10 Questions to Ask Friends & Family for Self Growth

Back in 2018, I was capital L - O - S - T. No direction, no purpose, in a confusing place about who I was, who I wanted to be, and where I wanted to go. It's hard to be in your 20s, and have this feeling that you should have an idea about your life path and what you want to do. It's specifically difficult when you don't realize that part of your life path is experiencing the part when you have no idea what your path is.... read that again. Yeah, crazy stuff. Still livin' it.


Anyways, during my time of MASS confusion, (oh, and I still don't know what I'm doing... nobody does) I saw a blog post by Darrah Brustein. It outlined 9 questions "9 Questions You Should Ask Your Network." The intent in her post was to 'help find your path' and 'expand your network.' I found the workbook intriguing, and as a person that tends to think very deeply (sometimes too deeply) and gets lost in the details, I realized I could be missing a huge high level fact about myself that could help me significantly. And maybe that fact, that realization, could lead me down some sort of road that served my purpose.


I decided to ask my family, a few friends, and some coaches. After all, these people knew me best; they've seen me at my BEST and my absolute WORST. They've witnessed pure greatness beaming from my soul and my pure agony.

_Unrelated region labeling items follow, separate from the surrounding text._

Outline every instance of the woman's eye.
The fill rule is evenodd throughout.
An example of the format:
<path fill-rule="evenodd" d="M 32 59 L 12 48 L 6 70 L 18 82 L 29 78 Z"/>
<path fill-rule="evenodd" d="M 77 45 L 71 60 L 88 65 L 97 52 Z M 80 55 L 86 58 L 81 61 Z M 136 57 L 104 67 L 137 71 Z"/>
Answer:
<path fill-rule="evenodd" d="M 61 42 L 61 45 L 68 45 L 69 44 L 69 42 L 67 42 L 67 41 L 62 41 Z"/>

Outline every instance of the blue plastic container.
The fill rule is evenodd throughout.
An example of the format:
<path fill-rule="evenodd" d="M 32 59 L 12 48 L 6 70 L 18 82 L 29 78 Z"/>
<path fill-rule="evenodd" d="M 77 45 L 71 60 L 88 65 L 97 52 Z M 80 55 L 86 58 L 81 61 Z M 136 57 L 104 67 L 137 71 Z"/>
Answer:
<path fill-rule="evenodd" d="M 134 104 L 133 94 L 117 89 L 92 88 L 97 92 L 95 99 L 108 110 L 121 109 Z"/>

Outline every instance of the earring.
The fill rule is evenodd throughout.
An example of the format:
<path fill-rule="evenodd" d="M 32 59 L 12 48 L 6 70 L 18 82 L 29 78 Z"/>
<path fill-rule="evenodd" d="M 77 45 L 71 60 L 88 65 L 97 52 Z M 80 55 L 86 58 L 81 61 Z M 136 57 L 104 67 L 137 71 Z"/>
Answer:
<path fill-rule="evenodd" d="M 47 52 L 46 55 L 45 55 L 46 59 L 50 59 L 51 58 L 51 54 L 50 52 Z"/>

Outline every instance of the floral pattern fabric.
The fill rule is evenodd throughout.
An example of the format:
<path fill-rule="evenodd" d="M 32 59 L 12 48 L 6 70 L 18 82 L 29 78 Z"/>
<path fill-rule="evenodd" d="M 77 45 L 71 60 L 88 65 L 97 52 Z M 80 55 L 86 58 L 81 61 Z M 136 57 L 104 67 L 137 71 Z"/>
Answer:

This exercise doesn't take much time at all. It's writing a few emails to your closest friends, family, coaches, teachers, explaining why answering these questions could help you.


When you're writing the emails/texts, here are a few notes:

- Be Personal. The emails don't have to be long, but spending the time to write why that person knows you best or why you treasure that person's relationship can go a long way. You'll also more likely get more meaningful answers.

- Be Open. Tell them to "be honest," recognize that you won't take anything personally, because this exercise will help you grow.

By laying it all on the line, you're giving people permission to be vulnerable too. You're not asking them to shit on you, you're asking them to help you out, you're recognizing they know you best, you value their opinion, and that by answering these questions, they could really take investment in your personal development.

So let's get down to it... what am I asking? Darrah had 9 questions, I added a few more just based on what I wanted answered. Feel free to do the same!


THE QUESTIONS:

  1. What are my key strengths?

  2. What's the most unique thing about me?

  3. What's something that bothers you about me?

  4. When am I at my best?

  5. When am I at my worst?

  6. What's something you'd wish for me in the next year?

  7. What do you rely on me for?

  8. When am I most powerful?

  9. When am I least powerful?

  10. What's something you know about me, but I don't know about myself?

  11. (for those who have known you for forever) When I was little, what did I love to do?

This is a vulnerable activity. I mean you're straight up asking "what bothers you about me?" This is tough! But it's so worth it. I was even thinking, isn't it kind of funny that we don't talk about these type of things more? I mean come on.... Your life path? Your purpose? This is the good stuff. This is the bread and butter of life. This contributes to our every day happiness. This stuff could help us radiate more love. So... that being said, this exercise not only helps YOU try to figure it out -- but it helps make talking about this stuff more normal. Maybe it's just me...? But I want my people to actively discuss these things. We all want to make moves, so why not bring each other up when we're winning and call each other out when we're not? I want people jumping at any moment to show me when I'm living in my full potential or when my energy is sucked dry.


What now? After you've written the emails, and before you read your first reply, answer these questions YOURSELF. What do you know about yourself? How observant are you? What is your awareness level? Answering the questions in depth can really let you get step out of your body for a moment and observe your own actions. It also is fun to compare and contrast your answers with your network's answers.